A lot of people worry about the wisdom of using oil-based cleansers, fearing they will cause oily skin to become more oily. Actually, the opposite is true: Using cleansers that are too drying causes skin to produce more oil. This results in larger pores and increased acne.

Balm cleansers are applied to dry skin and massaged with the fingers. Don’t rush the process, or you’ll miss a fantastic sensation: As the oils in the balm begin to melt, you’ll be left with a thick, warm concoction that feels amazing. Take time to give your face a sensual massage that improves circulation as you cleanse. Once you’ve finished your mini-spa experience, wash away the balm with a wet, warm — not hot — washcloth or muslin cloth.

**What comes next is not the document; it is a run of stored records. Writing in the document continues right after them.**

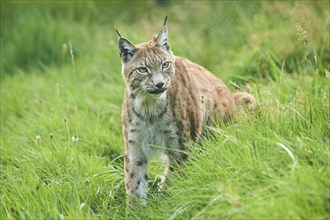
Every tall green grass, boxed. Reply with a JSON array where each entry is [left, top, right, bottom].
[[0, 1, 330, 219]]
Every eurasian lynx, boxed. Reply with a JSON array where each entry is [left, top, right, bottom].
[[118, 20, 255, 204]]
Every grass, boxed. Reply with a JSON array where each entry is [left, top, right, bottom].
[[0, 1, 330, 219]]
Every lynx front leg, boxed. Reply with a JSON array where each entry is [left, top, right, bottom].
[[124, 152, 148, 205]]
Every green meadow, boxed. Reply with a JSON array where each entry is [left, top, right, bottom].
[[0, 0, 330, 220]]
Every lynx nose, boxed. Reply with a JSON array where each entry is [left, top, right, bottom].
[[156, 82, 164, 89]]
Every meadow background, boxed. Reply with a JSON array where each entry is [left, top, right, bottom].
[[0, 0, 330, 220]]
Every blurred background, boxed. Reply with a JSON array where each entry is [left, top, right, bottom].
[[0, 0, 330, 220], [1, 0, 330, 80]]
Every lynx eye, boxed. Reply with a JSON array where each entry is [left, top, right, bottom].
[[136, 67, 148, 75], [162, 62, 171, 70]]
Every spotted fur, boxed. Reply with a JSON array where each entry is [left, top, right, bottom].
[[119, 21, 255, 204]]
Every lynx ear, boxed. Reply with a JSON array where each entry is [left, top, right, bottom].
[[155, 25, 172, 54], [118, 36, 136, 63]]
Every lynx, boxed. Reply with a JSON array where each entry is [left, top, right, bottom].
[[117, 19, 255, 204]]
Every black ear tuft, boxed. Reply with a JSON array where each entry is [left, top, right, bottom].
[[163, 16, 167, 27], [156, 25, 171, 53], [118, 37, 136, 63]]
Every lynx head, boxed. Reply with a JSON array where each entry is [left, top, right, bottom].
[[117, 20, 175, 97]]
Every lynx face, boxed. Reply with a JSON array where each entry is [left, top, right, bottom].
[[120, 28, 175, 97]]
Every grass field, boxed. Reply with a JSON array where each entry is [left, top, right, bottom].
[[0, 1, 330, 220]]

I think by now you’re aware that I’m a big fan of cleansing balms. Since that’s established, here are my favorites:

  • Sunday Riley’s Blue Moon Tranquility Cleansing Balm — This is a soft blue balm-to-milk cleanser. Here’s the company’s description: “Using gentle, clean-rinsing, sugar-based cleansers, it moisturizes with cocoa butter and mimosa flower wax while soothing with deep-blue, azulene-rich, essential oils of blue tansy and German chamomile. Vanilla and sweet orange essential oils help to relax the mind for a tranquil, spa-like experience. It rinses clean effortlessly while thoroughly removing makeup and gently purifying the skin.”
  • Jordan Samuel Skin Plié Treatment Cleanser — This is a lovely gel-to-oil cleanser. The company says it uses “olive, jojoba, and grapeseed oils to remove every trace of makeup, while sugarcane, apple and willow bark extracts provide a gentle exfoliation to leave the skin hydrated, soft and absolutely pristine.”

Many women view their facial cleansing ritual as something to get done in a hurry. By adjusting their thinking to view it as a pleasure, they’ll enjoy the process and even look forward to it. Cleansing balms can help: There’s no way around it; the warm, silky slippery sensation they produce is almost like an orgasm for the face!